Six months before President Nixon’s visit to China, Li Keran was transferred back to Beijing to decorate the facade of the hotel where the Americans were staying, as Mao’s portrait and quotations from the “Supreme Instruction” were hung everywhere in hotels and restaurants at that time. The painters were asked to paint “revolutionary paintings” with fear and trepidation, but revolutionary paintings such as Li Keran’s “All Mountains Red” were criticized, so what should they paint?
In 1973, he created a large painting of the Li River for the National Hotel, and in the following year, he made a huge 6-meter painting of the Li River for the Ministry of Foreign Affairs, which took three months to complete. In addition to this, he also repeatedly created “Shaoshan”, Mao’s former residence, as the subject matter. This painting, which has no artistic value, has a far-fetched composition and is painted in green and blue instead of ink, so it is clear at first glance that the artist was reluctant to paint. There is no doubt that this is not a true reflection of Li Keran’s art, but it seems that Li Keran, who was already scared by the Chinese Communist Party, did not have much choice.
In December 1973, with the consent of the Ministry of Foreign Affairs, Li Keran and Wu Zuoren were interviewed by Zhao Haosheng, a scholar who had traveled to the United States, who asked Li Keran why he had chosen Qi Baishi as his teacher. Li Keran said that Qi Baishi was the bearer of traditional culture and if he did not learn from Qi Baishi, he would have made a historical mistake. During the conversation, Wu Zuoren and Li Keran also commented that Qi Baishi was “clear about right and wrong”, “very strong-willed”, and “very deep in artistic cultivation”, but these big truths made him hostile and cursed However, these big truths made Jiang Qing, who was hostile to Qi Baishi, very angry.
The following year, Li Keran was criticized at the Central Academy of Fine Arts and in the art world for “a right-leaning, reversalist wind, trying to negate the Cultural Revolution, and even openly carrying out a counter-attack”. At the “Black Painting Exhibition” from February to April of the same year, Li Keran’s works and those of his students Huang Runhua and Zhang Ping were criticized, along with Huang Yongyu, Zong Qixiang, Li Bitchan, Li Dui and Huang Zuo, a total of 18 painters. The paintings they created for the Beijing Hotel and the International Club were described as “black paintings with a very blatant reactionary tendency” and “a return to the black line of literature and art in the field of art”, and were therefore withdrawn.
As a result of this blow, Li Keran became seriously ill and lost his language, and could only talk to his family by writing. Fortunately, an old friend, Wei Longchao, a traditional Chinese medicine doctor, helped him recover his illness and restored his ability to speak within six months.

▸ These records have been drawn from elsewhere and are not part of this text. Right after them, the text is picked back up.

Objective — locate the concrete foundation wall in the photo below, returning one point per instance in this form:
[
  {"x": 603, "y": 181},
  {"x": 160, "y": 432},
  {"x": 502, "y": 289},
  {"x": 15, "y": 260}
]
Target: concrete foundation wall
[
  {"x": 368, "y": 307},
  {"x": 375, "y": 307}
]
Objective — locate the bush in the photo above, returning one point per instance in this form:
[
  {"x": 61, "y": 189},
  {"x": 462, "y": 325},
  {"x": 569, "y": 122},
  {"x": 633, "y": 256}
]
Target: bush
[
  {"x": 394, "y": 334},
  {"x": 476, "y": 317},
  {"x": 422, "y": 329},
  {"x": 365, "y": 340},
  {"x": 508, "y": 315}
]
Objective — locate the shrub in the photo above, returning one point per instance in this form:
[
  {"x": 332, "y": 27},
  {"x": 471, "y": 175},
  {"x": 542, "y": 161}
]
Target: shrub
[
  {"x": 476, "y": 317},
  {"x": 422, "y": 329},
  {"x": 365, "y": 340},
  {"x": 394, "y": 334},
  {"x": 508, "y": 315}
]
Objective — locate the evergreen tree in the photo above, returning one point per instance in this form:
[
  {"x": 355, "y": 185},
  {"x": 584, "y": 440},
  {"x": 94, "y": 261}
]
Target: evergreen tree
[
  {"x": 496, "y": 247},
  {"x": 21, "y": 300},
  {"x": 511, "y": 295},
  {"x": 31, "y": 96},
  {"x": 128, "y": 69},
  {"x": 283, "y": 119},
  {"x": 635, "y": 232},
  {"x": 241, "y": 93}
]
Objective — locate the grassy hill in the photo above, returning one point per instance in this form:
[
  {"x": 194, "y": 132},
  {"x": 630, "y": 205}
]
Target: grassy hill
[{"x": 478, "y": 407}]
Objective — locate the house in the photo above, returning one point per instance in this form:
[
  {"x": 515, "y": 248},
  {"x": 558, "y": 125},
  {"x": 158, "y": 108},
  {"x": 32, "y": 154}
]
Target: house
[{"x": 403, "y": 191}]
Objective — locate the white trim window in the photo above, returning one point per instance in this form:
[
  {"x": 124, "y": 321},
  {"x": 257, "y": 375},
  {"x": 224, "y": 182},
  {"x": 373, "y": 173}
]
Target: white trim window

In addition, the family was divided by Li Keran’s influence. His son Li Xiaoke was demobilized from the army and returned to Beijing, where he worked as a forger in the General Factory of Internal Combustion Engines for 10 years. Li Geng went to the mountains and the countryside to the grasslands of Inner Mongolia. Later, both of them became painters. Daughter Li Zhu went to Gu Yuan in Ningxia during the Cultural Revolution and worked in the Production and Construction Corps under the Liupan Mountain, where she almost sawed off her leg due to vasculitis.
Conclusion
Sadly, Li Keran escaped the Cultural Revolution, but not the June Fourth Incident, and supported the students during the 1989 student movement. After the Chinese Communist Party suppressed the student movement, Li Keran was supposed to be “liquidated”, but because he was old and his paintings were admired by the Japanese, he was sent to inform him that “the government would not pursue the matter anymore”. When the visitor knocked on Li Keran’s door, Li Keran thought he was being arrested and was so angry that he had a heart attack and died suddenly. Li Keran’s tragedy was a typical epitome of artists of that era.